Il gip di Latina aveva disposto anche un sequestro per quasi 2 milioni di euro. Le indagini hanno individuato disposizioni bancarie «prive di congrua giustificazione causale e comunque per finalità diverse» da quelle previste dai bandi, mentre le carte di credito delle cooperative sarebbero state usate anche per «finalità private (ristoranti, gioiellerie, centri estetici, abbigliamento, negozi di cosmetica)».

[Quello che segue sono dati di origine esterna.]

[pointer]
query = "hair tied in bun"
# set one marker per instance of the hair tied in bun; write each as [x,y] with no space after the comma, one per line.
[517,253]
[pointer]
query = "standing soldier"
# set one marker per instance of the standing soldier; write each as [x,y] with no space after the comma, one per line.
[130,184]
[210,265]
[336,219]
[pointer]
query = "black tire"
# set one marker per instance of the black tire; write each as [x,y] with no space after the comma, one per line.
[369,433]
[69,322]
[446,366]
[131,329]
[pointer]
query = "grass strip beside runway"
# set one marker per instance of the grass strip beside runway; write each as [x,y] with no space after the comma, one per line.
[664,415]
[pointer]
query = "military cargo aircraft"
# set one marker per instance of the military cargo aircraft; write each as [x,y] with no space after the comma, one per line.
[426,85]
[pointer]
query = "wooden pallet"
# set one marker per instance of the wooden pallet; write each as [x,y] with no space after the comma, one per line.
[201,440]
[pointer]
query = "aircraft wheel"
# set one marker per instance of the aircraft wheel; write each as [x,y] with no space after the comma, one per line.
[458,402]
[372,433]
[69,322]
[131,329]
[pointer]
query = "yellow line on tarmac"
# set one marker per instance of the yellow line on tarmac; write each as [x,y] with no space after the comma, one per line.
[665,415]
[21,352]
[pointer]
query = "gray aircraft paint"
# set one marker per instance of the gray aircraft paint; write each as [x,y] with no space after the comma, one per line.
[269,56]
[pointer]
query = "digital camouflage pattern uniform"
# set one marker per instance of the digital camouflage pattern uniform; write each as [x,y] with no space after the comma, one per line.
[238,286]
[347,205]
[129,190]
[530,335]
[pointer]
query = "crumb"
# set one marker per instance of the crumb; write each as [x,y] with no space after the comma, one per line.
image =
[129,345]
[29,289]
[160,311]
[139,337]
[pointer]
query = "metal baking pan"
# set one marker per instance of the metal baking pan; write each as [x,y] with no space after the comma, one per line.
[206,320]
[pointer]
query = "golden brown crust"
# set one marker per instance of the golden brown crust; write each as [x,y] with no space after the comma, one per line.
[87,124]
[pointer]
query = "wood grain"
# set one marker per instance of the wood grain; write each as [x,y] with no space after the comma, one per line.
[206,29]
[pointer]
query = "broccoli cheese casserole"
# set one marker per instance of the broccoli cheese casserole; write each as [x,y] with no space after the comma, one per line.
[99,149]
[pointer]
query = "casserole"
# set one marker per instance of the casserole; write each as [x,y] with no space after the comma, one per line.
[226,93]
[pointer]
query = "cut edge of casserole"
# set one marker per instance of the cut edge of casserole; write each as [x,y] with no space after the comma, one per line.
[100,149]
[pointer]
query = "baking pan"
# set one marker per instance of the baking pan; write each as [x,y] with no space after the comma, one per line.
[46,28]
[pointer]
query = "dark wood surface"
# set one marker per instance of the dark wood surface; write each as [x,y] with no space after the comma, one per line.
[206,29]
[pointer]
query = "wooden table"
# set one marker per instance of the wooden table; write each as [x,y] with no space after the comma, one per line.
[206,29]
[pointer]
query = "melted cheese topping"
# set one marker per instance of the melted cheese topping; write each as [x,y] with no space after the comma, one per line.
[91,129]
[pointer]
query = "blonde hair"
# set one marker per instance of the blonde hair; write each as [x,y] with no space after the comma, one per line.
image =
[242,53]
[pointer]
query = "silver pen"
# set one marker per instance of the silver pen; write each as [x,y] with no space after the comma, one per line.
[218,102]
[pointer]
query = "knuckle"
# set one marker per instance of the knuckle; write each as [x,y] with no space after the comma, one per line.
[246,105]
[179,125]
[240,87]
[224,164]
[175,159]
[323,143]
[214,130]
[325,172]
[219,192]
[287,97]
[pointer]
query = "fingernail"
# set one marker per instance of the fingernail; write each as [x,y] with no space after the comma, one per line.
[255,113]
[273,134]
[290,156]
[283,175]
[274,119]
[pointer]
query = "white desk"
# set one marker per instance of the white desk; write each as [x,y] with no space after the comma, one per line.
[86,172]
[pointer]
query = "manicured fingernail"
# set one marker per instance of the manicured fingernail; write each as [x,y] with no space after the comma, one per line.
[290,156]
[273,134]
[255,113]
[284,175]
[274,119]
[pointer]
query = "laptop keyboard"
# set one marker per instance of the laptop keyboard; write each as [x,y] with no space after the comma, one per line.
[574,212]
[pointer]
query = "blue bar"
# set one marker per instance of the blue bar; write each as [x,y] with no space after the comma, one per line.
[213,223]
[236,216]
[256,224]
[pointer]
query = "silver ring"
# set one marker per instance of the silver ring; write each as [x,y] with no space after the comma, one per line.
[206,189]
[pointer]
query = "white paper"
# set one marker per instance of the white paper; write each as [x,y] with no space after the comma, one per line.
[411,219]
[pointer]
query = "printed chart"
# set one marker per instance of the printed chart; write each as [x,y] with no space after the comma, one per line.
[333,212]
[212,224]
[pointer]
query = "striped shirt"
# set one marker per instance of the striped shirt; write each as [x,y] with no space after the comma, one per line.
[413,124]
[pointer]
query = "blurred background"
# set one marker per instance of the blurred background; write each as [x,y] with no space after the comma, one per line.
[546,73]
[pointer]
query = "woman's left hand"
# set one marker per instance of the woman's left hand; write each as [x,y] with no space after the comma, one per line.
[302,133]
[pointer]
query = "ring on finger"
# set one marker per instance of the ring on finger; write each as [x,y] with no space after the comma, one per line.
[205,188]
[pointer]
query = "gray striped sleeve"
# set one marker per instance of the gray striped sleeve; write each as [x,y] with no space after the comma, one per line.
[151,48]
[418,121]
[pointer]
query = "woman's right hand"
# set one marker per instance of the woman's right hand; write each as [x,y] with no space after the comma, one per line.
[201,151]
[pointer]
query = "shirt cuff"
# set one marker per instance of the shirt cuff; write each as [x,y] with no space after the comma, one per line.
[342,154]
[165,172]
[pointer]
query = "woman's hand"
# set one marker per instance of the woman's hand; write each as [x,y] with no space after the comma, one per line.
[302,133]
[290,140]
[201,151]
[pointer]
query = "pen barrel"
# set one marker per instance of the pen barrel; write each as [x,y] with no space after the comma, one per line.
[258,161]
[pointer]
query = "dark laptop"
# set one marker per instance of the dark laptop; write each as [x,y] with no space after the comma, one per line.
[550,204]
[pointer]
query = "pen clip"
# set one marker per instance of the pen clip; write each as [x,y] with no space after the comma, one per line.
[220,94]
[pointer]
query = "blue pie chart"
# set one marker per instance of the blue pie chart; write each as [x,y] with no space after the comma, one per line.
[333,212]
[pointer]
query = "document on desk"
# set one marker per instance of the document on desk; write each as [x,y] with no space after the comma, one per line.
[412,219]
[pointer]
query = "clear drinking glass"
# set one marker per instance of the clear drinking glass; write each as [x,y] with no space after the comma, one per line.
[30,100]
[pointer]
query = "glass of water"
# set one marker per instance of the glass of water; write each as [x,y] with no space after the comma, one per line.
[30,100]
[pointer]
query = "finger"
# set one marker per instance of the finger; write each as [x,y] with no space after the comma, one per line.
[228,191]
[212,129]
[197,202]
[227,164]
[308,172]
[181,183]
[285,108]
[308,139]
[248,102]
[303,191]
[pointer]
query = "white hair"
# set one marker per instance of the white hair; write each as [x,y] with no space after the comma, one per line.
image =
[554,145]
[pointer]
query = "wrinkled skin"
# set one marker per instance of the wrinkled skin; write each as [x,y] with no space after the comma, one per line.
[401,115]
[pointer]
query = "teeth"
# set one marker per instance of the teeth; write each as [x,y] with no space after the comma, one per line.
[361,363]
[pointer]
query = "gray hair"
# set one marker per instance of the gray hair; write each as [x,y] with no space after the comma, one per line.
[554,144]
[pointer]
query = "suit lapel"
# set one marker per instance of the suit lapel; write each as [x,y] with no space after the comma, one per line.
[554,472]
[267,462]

Nell’udienza il Gup ha ammesso la costituzione di parte civile del sindacato Uiltucs (che grazie alla vertenza del sindacalista Gianfranco Cartisano ha fatto decollare le indagini), di diciannove lavoratori ed ex dipendenti della coop Karibu e del consorzio Aid, del Codacons, del ministero dell’Interno, del consorzio Agenzia inclusione dei diritti, dei commissari liquidatori delle coop e di otto comuni della provincia di Latina, compreso il capoluogo.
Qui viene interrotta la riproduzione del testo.